1

I want to create 5*5 2D Matrix. I usually use the following way of memory allocation:

int **M  = malloc(5 * sizeof(int *));
for (i = 0; i < 5; i++)
{
    M[i] =  malloc(5 * sizeof(int));
}

While I was reading a blog, I found also another way to do that:

int **M = malloc(5 * sizeof(int*));
M[0] = malloc((5*5) * sizeof(int));

My question is: What is the difference between both methods? Which one in more efficient?

Mike
  • 380
  • 4
  • 19
  • 3
    The second snippet is incomplete, because it leaves `M[1]` thru `M[4]` uninitialized. – user3386109 Nov 02 '15 at 21:33
  • 3
    The first one is more "efficient" in the sense that it will do what you actually want (allocate space for 5 `int` values for each `M[i]`). The second allocates space for 25 `int` values for `M[0]`, leaves `M[1]` through `M[4]` uninitialized. Which blog did you find this in? – John Bode Nov 02 '15 at 21:33
  • 2
    The difference is that the first one works and the second one is a bug. – Crashworks Nov 02 '15 at 21:36

6 Answers6

5

For the second code, note that you need to initialize the other array members for it to work correctly:

    for (int i = 1; i < 5; i++) {
        M[i] = M[0] + i * 5;
    }

So in the second code the arrays members (through all arrays) are contiguous. It does not make any difference to access them (e.g., you an still access them using M[i][j] syntax). It has the advantage over the first code to require only two malloc calls and as mentioned in the comments to favor caching which can greatly improve the access performances.

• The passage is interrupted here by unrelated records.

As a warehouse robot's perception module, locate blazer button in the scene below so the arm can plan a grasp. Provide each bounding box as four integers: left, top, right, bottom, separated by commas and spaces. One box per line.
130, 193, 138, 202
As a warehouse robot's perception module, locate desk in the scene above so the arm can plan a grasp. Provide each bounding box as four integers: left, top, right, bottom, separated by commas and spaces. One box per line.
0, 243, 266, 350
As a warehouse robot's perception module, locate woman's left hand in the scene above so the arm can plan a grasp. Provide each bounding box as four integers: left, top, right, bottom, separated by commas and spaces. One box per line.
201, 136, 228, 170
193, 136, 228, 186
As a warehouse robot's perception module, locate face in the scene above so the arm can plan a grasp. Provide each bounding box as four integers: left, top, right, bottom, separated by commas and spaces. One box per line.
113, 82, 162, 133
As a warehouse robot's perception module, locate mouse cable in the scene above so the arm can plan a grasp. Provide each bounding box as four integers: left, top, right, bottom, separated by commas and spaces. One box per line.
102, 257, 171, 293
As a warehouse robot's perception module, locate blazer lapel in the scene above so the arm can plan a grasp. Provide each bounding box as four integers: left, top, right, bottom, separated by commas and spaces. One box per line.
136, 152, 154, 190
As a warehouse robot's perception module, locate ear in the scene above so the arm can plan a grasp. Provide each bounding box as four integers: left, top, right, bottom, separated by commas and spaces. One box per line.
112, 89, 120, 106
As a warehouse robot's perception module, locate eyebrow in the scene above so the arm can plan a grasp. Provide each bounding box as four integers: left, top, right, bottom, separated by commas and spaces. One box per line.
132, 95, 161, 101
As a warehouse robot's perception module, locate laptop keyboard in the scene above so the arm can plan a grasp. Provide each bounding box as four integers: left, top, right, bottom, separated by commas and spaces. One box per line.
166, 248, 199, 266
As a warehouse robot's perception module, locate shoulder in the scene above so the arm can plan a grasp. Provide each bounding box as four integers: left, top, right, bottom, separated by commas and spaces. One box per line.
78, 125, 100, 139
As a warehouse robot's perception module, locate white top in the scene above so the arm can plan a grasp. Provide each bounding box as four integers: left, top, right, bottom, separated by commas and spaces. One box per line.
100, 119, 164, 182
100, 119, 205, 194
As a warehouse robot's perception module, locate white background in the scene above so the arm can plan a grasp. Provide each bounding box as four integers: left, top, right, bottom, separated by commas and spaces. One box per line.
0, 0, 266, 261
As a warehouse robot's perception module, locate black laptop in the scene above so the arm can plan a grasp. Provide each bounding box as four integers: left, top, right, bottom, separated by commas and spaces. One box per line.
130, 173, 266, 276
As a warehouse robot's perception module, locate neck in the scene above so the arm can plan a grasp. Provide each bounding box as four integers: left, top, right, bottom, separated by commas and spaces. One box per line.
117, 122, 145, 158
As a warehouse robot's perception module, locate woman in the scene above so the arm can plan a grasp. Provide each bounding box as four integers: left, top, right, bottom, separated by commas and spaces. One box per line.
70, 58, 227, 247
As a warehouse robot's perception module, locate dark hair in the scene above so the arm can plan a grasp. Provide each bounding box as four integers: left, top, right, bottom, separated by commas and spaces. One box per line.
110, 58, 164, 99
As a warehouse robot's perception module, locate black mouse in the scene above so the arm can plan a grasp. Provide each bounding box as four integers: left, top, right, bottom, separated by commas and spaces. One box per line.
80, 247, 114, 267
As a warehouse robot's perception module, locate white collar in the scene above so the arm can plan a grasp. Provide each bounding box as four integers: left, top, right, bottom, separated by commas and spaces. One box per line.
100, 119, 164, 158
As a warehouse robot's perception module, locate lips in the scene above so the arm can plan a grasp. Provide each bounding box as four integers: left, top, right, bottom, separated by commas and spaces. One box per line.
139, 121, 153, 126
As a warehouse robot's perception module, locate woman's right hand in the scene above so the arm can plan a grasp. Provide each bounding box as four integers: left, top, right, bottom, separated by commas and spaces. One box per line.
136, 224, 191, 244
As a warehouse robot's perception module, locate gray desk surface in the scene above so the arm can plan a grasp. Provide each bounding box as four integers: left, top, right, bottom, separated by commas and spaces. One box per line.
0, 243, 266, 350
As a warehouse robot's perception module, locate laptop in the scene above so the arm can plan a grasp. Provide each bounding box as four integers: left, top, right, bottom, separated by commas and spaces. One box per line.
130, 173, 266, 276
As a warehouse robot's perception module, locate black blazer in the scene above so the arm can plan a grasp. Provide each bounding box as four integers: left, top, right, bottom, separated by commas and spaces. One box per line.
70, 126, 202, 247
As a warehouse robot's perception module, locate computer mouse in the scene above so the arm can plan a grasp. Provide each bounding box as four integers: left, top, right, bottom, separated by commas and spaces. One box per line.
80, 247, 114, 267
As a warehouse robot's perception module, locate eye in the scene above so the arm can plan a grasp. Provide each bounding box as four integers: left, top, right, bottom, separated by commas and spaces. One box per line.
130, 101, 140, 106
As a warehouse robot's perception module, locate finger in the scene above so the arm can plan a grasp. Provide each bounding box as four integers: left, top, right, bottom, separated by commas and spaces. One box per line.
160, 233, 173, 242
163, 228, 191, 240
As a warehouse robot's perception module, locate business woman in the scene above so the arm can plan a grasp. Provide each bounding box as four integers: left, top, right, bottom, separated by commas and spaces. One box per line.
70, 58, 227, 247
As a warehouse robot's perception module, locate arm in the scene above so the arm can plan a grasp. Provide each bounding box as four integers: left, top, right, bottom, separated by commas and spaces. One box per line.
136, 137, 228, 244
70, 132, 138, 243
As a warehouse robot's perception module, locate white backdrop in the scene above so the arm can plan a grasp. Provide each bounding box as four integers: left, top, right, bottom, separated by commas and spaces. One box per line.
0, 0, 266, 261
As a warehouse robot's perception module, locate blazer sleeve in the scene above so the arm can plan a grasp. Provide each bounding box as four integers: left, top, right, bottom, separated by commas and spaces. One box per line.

But if you plan to dynamically allocate large arrays, it is better to use the first method because of memory fragmentation (large contiguous memory allocation can be not available or can exacerbate memory fragmentation).

A similar example of this kind of dynamic allocation of arrays of arrays can be found in the c-faq: http://c-faq.com/aryptr/dynmuldimary.html

ouah
  • 142,963
  • 15
  • 272
  • 331
  • In the second case, what would happen if you tried to access `M[1][1]`? – John Bode Nov 02 '15 at 21:35
  • 3
    -1; the second case doesn't do the right thing. Additionally, if it did do the "right" thing, which would be to assign `M[1] = &M[0][5]` etc. as well, it definitely *does* make a difference in terms of performance due to caching. – MooseBoys Nov 02 '15 at 21:36
  • @ouah: yuck. I mean, yeah, it can work, but ... yuck. That assumes the OP followed through on the second half of that technique (assigning `M[1]` through `M[4]`. – John Bode Nov 02 '15 at 21:39
  • 2
    @JohnBode: I'm not understanding what is so "yuck" about wanting contiguous memory... – R_Kapp Nov 02 '15 at 21:40
  • @R_Kapp the "yuck" part is having this waste of space to create a bunch of pointers into contiguous memory. By all means use contiguous memory, but not via this technique. – M.M Nov 02 '15 at 21:55
  • @M.M: If you have something that is conceptually a matrix, and you want your code to reflect that (i.e., you want to be able to access `M[i][j]` instead of `M[i * 5 + j]` after declaring a contiguous array of 25), what other options do you have? – R_Kapp Nov 02 '15 at 21:59
  • 2
    @R_Kapp: `T (*arr)[N] = malloc( sizeof *arr * M );`. Contiguous, no need for manually assigning additional pointers. – John Bode Nov 02 '15 at 22:00
  • @JohnBode: Hm... did not know about that syntax before. Learn something new every day, I guess. – R_Kapp Nov 02 '15 at 22:01
5

After seeing ouah's answer and seeing the example in the C FAQ, I now understand where the second technique comes from, although I personally wouldn't use it where I could help it.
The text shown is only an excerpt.